Beth Conerty, IBRL business development manager, also stresses the importance of finding new ways to use corn and soy in the state of Illinois. “Finding valuable end products for the two crops are extremely important for our business model. We are not limiting ourselves to those two crops, but there is a need for more value streams for these crops in Illinois specifically.”
Researchers Youngsoo Lee (food engineering) and Soo-Yeun Lee (sensory), both in the Department of Food Science and Human Nutrition, also have collaborated to study the extrusion of high-protein snack products using soy-based ingredients, with funding from the Illinois Soybean Association.
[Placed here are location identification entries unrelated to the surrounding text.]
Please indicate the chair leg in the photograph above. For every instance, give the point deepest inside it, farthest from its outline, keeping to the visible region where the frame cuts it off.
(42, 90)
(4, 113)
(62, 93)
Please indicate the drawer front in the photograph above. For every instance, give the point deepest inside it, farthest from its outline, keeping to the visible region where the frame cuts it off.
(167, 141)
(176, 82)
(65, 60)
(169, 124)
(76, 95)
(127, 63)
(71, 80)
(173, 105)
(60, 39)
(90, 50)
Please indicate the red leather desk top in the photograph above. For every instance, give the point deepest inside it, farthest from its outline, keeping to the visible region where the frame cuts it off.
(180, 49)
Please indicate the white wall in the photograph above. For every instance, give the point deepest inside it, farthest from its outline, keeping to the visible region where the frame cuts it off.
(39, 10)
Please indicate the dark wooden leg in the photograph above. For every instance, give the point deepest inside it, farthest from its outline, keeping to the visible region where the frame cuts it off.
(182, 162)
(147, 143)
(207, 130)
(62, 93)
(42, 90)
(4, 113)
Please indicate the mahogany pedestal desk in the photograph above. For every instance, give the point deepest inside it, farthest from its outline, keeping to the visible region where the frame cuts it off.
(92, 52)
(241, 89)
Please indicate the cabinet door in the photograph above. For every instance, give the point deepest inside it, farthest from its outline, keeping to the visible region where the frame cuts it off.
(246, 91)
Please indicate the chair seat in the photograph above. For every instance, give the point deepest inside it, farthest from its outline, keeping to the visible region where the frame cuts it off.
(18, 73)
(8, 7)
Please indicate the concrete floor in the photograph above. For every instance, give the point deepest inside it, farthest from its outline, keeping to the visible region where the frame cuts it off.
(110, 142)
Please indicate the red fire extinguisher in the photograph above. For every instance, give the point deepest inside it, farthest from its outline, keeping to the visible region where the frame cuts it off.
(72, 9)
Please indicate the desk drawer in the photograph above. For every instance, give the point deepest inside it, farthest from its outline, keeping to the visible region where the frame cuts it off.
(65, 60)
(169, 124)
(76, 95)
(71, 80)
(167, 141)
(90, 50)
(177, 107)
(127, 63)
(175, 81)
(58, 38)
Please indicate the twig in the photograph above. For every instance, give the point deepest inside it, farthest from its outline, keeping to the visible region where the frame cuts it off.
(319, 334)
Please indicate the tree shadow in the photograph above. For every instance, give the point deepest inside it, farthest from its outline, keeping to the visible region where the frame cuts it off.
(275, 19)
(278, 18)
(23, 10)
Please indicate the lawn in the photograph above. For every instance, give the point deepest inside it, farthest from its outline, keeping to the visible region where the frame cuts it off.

“Soy protein is a good quality plant-based protein and is widely used in a variety of food products. However, it is difficult to incorporate enough soy protein to create ‘high-protein’ extruded products due to the challenges in the texture and flavor of those products,” Youngsoo Lee explains.
Other non-food extrusion applications such as biodegradable packing peanuts made from cornstarch or biodegradable grocery bags are possible, and Conerty says the IBRL will be interested in exploring these products.
Further funding for the line also came from the FSHN department, with IBRL offering up an additional $900,000 to purchase related parts that go into the line and to fund the mezzanine construction that was installed in the IBRL building.
Additionally, Buhler Aeroglide, a subsidiary of Buhler, donated a fluidized bed drier needed for drying the product after extrusion, and the Kellogg Company donated a product packaging line.
All in, Jacobson says the extrusion line would have cost nearly $3.5 million to install with all new equipment. “The strong relationships with our industry partners reduced our cash investment to around $1 million and provided critical training for our technical staff,” he adds.
Jacobson says IBRL and FSHN-PPP will hold extrusion workshops in the facility using existing classrooms and new equipment. Prospective attendees could include small companies interested in making extruded products, new extrusion technicians, etc. “Our relationships with industry partners allow us to bring in industry expertise to guest lecture at these workshops or student classes,” he adds.
The IBRL was designed to scale bioprocessing technologies and help bridge the gap between academic research and industrial commercialization, through resources of facility space, equipment use, support staff, and access to the intellectual capital housed at the University of Illinois.
“The new extrusion line will play a tremendous role in advancing these technologies,” says German Bollero, associate dean for research in the College of ACES. “We are grateful for the gifts of equipment and funding that have made this project possible.”